I do not want to live in a society that only provides healthcare to those who can afford to pay for it. Insisting that everybody have some form of healthcare coverage attempts to distribute the cost of medical care equitably. People rightly argue about how to achieve that goal, debating both method of distribution and the meaning of equitably.

But arguing that people should not have to have healthcare coverage seems asinine. On the one hand, refusing to continue to treat the person needing care who has expended all of his/her assets is morally wrong wrong. On the other hand, expecting that the person who has refused to obtain healthcare coverage will not want to receive lifesaving care seems incredibly naïve. The only commonsense answers insist that everybody have coverage, through either mandatory insurance or socialized medicine.

4 comments:

Maureen said...

Thank you for your voice of reason.

I also am mystified at the reactions, many of which are coming from people who in fact know nothing of what's in the new health care law nor how its provisions will be implemented. They operate out of the worst kind of ignorance. They show absolutely no sense of care or responsibility toward others and many nonetheless claim to be of the faithful. All of it saddens me.
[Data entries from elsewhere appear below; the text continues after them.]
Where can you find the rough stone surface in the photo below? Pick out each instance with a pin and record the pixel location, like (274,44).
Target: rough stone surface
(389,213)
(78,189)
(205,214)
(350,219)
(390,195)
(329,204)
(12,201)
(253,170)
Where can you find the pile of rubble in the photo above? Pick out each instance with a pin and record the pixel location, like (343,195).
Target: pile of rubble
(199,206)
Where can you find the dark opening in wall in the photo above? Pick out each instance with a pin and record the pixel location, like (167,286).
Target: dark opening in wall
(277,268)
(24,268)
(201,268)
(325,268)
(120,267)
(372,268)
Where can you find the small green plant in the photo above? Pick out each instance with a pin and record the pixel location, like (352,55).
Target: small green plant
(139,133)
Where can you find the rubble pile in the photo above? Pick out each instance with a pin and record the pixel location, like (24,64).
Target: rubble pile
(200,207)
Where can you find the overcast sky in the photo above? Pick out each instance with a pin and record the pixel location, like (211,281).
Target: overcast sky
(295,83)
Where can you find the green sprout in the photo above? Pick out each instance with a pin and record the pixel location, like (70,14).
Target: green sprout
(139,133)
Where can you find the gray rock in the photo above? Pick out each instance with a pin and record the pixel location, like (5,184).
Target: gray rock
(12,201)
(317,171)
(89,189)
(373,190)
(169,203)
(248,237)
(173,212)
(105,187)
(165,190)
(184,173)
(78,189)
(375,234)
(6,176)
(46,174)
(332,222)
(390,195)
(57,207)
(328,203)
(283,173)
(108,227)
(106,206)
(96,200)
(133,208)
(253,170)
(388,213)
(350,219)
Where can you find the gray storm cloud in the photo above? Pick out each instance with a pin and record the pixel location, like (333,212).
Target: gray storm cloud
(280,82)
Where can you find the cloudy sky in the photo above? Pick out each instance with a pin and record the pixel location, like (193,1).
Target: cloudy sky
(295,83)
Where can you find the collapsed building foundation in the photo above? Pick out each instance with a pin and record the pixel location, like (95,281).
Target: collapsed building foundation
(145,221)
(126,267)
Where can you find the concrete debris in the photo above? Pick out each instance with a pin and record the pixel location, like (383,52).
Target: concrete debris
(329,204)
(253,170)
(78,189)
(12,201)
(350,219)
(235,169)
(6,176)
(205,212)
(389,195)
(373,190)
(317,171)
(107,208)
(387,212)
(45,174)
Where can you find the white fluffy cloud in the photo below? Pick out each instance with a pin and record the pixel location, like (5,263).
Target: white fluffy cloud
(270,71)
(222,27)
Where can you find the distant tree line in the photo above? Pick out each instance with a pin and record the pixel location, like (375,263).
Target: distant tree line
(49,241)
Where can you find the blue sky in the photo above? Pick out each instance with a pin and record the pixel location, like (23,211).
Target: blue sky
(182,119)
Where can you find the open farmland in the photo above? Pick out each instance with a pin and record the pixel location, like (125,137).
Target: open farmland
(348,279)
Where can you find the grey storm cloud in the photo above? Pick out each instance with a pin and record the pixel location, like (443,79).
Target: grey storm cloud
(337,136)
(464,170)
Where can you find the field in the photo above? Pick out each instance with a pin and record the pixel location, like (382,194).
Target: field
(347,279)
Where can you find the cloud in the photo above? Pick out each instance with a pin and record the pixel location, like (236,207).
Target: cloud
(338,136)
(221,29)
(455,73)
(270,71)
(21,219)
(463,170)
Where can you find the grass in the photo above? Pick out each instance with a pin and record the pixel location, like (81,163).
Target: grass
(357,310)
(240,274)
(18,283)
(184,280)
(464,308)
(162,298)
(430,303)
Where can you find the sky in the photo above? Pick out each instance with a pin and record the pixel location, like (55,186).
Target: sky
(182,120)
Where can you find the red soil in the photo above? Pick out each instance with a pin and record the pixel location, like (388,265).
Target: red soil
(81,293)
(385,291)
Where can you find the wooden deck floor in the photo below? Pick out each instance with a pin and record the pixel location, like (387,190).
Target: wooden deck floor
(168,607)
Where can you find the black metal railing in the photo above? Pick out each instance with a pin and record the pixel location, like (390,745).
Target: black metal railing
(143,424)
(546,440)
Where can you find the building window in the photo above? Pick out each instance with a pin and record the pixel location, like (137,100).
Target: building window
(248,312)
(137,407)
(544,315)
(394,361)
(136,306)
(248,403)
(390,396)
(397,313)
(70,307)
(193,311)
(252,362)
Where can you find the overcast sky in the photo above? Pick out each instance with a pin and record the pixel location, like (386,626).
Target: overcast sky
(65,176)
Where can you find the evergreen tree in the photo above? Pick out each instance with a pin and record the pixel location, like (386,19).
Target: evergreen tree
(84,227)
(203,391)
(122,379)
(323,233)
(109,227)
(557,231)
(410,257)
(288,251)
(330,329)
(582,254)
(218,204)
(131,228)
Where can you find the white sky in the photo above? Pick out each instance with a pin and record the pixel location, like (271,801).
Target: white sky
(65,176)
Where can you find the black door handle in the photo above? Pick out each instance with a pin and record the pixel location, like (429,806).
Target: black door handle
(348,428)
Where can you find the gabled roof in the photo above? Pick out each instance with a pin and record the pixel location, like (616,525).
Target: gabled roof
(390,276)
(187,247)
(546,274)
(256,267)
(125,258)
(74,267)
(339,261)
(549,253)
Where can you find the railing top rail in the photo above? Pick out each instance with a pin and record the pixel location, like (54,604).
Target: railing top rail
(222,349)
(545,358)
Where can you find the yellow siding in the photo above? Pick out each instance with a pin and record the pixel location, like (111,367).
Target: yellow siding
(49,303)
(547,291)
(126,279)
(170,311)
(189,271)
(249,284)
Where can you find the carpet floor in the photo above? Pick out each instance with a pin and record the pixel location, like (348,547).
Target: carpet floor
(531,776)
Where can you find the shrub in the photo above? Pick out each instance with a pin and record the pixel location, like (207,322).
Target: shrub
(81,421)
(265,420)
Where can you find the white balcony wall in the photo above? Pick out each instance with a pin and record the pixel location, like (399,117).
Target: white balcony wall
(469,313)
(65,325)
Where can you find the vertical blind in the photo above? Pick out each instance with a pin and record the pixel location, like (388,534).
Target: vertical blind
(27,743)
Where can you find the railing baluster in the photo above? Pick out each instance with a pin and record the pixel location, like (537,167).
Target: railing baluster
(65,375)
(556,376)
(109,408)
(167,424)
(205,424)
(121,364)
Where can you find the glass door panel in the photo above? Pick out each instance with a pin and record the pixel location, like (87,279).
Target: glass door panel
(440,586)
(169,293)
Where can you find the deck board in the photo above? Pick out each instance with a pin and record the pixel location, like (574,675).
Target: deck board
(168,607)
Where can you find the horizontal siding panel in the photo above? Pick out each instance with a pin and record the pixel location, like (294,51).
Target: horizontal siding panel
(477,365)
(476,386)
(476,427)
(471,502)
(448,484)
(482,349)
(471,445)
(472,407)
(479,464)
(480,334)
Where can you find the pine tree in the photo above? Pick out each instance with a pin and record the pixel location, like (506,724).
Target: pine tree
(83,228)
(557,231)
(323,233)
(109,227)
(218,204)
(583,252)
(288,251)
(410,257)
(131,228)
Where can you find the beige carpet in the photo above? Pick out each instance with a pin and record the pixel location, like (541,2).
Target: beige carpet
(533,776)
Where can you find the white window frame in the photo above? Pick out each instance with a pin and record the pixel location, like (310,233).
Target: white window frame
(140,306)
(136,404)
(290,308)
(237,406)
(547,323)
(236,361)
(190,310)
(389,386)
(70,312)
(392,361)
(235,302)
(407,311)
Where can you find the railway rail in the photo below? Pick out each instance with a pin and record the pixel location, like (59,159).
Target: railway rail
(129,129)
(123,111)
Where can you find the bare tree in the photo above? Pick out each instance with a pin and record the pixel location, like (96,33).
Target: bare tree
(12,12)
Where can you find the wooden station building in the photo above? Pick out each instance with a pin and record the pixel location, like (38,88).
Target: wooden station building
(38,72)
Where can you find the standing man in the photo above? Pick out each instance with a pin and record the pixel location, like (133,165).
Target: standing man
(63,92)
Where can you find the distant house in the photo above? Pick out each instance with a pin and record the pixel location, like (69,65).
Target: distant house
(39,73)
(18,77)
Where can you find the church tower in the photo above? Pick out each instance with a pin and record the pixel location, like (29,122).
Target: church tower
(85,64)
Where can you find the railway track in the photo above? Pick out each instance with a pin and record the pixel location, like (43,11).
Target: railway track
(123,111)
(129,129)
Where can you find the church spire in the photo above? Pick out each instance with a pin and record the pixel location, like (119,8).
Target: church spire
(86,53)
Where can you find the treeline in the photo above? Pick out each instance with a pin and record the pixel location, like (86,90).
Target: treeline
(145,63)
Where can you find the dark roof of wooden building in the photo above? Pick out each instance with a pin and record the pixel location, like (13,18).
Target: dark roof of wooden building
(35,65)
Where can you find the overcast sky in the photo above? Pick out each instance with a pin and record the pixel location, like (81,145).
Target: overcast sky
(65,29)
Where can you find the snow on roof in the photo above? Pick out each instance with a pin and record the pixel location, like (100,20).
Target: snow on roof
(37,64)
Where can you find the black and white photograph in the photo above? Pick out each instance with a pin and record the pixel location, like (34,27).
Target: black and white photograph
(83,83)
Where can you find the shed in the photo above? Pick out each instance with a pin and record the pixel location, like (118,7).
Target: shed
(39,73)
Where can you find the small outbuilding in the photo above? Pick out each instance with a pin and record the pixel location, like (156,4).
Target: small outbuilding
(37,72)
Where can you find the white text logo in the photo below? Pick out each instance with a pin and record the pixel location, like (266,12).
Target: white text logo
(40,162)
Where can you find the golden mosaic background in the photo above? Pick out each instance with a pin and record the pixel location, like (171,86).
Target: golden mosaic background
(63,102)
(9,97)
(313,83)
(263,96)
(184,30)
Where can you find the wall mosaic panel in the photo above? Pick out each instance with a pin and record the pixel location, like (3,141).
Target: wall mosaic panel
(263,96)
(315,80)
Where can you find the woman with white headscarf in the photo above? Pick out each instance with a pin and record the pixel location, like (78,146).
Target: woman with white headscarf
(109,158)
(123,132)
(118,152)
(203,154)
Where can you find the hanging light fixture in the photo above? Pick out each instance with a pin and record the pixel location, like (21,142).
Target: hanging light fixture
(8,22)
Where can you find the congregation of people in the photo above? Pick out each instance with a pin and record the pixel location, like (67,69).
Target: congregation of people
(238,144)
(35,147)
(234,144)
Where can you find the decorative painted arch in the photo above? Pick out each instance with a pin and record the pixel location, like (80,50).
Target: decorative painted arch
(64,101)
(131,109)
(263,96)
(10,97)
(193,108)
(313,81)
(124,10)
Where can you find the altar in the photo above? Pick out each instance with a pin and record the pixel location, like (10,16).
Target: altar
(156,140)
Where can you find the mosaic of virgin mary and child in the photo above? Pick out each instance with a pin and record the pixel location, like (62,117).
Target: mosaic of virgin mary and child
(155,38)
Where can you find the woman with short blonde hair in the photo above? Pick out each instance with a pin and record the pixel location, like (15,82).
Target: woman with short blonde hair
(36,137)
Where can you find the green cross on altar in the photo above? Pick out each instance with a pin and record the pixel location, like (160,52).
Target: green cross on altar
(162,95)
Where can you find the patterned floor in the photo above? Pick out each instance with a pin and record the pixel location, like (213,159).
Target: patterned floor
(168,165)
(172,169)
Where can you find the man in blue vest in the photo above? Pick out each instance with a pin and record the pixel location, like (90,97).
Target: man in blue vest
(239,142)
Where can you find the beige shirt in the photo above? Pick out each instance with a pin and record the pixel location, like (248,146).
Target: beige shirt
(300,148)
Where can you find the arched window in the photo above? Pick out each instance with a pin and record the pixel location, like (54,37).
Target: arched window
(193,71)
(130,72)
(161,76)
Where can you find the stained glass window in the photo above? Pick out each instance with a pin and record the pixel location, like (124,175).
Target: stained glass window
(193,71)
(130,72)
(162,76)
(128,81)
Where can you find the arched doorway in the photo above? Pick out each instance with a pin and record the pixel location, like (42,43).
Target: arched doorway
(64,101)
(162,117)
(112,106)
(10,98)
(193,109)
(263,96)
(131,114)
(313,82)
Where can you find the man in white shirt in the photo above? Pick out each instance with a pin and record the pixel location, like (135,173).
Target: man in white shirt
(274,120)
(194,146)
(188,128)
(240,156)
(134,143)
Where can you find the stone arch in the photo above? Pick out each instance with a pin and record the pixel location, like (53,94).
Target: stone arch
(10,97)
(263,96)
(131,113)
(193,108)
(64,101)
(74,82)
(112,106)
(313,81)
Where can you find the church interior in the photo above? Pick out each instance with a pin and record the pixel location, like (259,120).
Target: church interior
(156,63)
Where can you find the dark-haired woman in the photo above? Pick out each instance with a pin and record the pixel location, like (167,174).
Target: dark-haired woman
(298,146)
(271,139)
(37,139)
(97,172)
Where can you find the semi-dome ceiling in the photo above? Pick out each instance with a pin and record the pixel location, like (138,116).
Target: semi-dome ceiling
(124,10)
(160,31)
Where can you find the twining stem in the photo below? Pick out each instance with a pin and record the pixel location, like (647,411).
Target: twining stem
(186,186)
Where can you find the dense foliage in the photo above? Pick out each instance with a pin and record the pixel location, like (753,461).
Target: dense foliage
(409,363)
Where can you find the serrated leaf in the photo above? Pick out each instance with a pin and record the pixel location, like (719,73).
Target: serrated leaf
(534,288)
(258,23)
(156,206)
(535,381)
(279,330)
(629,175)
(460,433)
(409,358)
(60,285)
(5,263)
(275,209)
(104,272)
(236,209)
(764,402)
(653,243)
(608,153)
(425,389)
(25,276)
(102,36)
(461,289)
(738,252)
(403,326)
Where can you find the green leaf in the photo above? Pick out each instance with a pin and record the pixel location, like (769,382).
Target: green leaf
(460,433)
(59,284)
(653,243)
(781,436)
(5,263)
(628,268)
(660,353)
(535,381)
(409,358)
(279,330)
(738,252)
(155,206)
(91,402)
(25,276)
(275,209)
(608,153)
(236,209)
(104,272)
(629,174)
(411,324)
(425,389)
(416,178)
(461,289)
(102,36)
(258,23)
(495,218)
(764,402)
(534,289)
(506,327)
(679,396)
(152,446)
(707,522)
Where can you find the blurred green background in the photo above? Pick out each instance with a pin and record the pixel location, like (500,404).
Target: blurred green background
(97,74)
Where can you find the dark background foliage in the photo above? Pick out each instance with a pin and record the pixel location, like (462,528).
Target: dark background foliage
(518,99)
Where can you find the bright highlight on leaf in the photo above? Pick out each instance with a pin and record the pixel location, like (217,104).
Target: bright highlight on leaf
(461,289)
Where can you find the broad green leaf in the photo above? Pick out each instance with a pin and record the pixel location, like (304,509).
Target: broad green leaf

I also find it reprehensible -- and criminal -- that those who disagree feel its okay to lob death threats and engage in violence. We all need to speak out against that.

cleone said...

In the end, a decision on health care is one of moral rightness and human decency. If you have more than most why would you not help those that don't. It is not about entitlement, it is about rightness. Those that are promoting violence or are in great anger simply don't know the basics of the bill. That is probably the scariest part. To react in anger and ignorance of what the real issues are is the most dangerous form of protest.

Ted said...

Unfortunately, our technological breakthroughs have a cost that gets higher and higher. We can talk about basic health care, and we should provide it, but with no limits can we afford ALL that is available.
On the other hand, as we cure, prevent, or heal health problems, more issues will appear as without curing the first major problem the person would die.
As an example, the newspaper had an article about reducing malaria in Africa. New drugs, procedures, and tools have prevented 2 to 3 million people from dying of malaria. Now they die of starvation. So if we try to feed the people, what will be the next cause of massive deaths. Over population, war or overcrowding?
I think our technological advances and our compassion for others will not bring about utopia as we think it will.
We are already seeing that older people can not afford to retire so they continue to work at jobs that our youth used to take when the older people either died or retired.
Is there an answer? I don't know. Either solution will not make us feel better in the long run. This is where ethics, morality, and decency are in conflict.

George Clifford said...

No panacea for healthcare exists. Humans exemplify planned obsolescence, with bodies not designed to last forever. And, as you observer, one set of problems often connects to another, e.g., curing or preventing some diseases can exacerbate the problem of feeding everybody. However, none of that justifies failing to try. The challenge, it seems to me, is continuously to attempt to extend life while improving the quality of life.